# Replacement bearing? Mk2/Mk3 Airlift front struts



## scottybones (Jan 5, 2008)

Currently running Airlift Slam Series struts on my 97 GTI. Been dailying them on and off for about 3+ years now. After messing with the upper strut mounts a thousand times, I finally settled on using the VR6 rubber mounts with the tapered spacer and the supplied bearings. Any other strut mount combination (i.e. mk2/early mk3 mounts) would cause my bag to spin around and the leader line would get tangled up. I've already replaced the bearings once a couple of years ago but it appears they are more difficult to find now. Digging up some old pictures I know the bearing is made by a supplier GBC and is style 1633Z. Ebay has a couple of em floating around out there but appear to be old stock. Hopefully they aren't going extinct ...

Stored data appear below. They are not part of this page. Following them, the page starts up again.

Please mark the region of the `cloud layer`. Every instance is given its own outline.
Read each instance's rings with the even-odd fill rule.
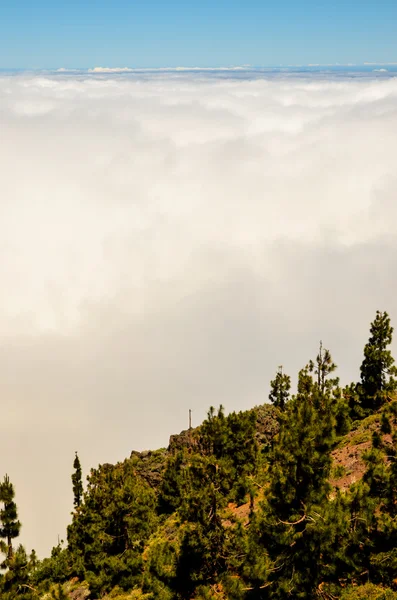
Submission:
[[[320,339],[349,381],[397,319],[397,79],[3,76],[0,107],[0,456],[41,554],[76,449],[261,403]]]

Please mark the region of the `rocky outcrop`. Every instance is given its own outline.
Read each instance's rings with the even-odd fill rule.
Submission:
[[[197,444],[197,436],[195,434],[198,429],[198,427],[195,429],[185,429],[184,431],[181,431],[181,433],[171,435],[168,451],[174,453],[183,448],[195,446]]]
[[[272,404],[262,404],[252,409],[256,415],[256,439],[261,446],[268,446],[278,432],[276,409]],[[160,450],[144,450],[131,452],[130,460],[134,469],[147,483],[157,489],[166,467],[167,457],[184,448],[194,448],[197,445],[200,427],[186,429],[171,435],[168,448]]]
[[[152,488],[158,488],[167,462],[168,450],[144,450],[131,452],[130,461],[135,472],[142,477]]]

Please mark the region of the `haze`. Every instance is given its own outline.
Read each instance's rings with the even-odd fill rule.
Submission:
[[[1,472],[41,556],[75,450],[262,403],[320,339],[347,383],[397,322],[397,79],[102,73],[0,77]]]

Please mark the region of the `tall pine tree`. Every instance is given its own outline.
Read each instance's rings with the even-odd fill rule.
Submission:
[[[283,367],[280,366],[276,377],[270,382],[269,400],[280,410],[284,410],[289,400],[289,391],[291,389],[291,377],[283,373]]]
[[[320,348],[316,363],[310,361],[299,373],[298,394],[281,416],[269,487],[252,528],[273,565],[267,581],[251,586],[255,599],[268,598],[261,591],[266,586],[272,598],[311,597],[323,577],[321,557],[335,545],[329,476],[339,391],[338,380],[327,379],[334,369],[329,352]]]
[[[329,350],[323,348],[323,343],[320,342],[320,349],[317,354],[315,364],[315,374],[317,375],[317,386],[322,394],[326,389],[332,388],[339,384],[339,379],[327,379],[328,375],[336,370],[336,364],[332,360]]]
[[[21,529],[14,496],[14,486],[10,482],[8,475],[5,475],[3,482],[0,484],[0,502],[3,503],[3,507],[0,510],[1,550],[6,554],[6,560],[3,563],[4,567],[7,567],[9,560],[12,559],[14,552],[12,541],[18,537]]]
[[[364,360],[361,364],[361,383],[358,392],[364,410],[376,410],[397,389],[397,369],[394,358],[388,349],[392,342],[393,327],[387,312],[376,312],[371,323],[371,336],[364,347]]]
[[[83,497],[83,481],[81,478],[81,464],[79,456],[76,452],[73,462],[74,473],[72,474],[72,483],[73,483],[73,504],[75,508],[78,508],[81,505],[81,500]]]

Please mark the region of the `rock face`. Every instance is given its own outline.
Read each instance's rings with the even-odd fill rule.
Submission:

Does anyone have a good source for these bearings? Maybe there is another compatible option out there?

IIRC Airlift has a specific part number for em, but I need to look it up, can't remember it. Couple of years ago tried calling them to get a replacement directly from them and they gave me the mk4 rebuild kit. Oh well, at least my brother was able to use it


----------



## HaydenVR6 (Jul 21, 2011)

Just ordered some from Airlift themselves.

#11037 $29ea

Do you have the bracket/welded the base of the bag to the strut?


----------



## Plausible (Jul 11, 2016)

Pretty sure I have four or five in my toolbox. 

Shoot me a PM, I'll sell for less than $30.


----------



## scottybones (Jan 5, 2008)

HaydenVR6 said:


> Just ordered some from Airlift themselves.
> 
> #11037 $29ea
> 
> Do you have the bracket/welded the base of the bag to the strut?


Holy crap? $29 each? I got mine off eBay for less than $25 shipped. But I guess good to know they at least have em. 

And no, I don't not have them welded. No spinning with the VR mounts. However, I have a 'whomp, whomp' noise when driving; especially on the PS side. Especially pronounced when it's cooler out. New mounts/bearings don't rectify it. Actually had the noise for a few years.

Perhaps I've been driving around with a blown strut? I mean I have been dailying these for the past 4 years. But I see no leakage ...


----------



## scottybones (Jan 5, 2008)

Plausible said:


> Pretty sure I have four or five in my toolbox.
> 
> Shoot me a PM, I'll sell for less than $30.


:beer:


----------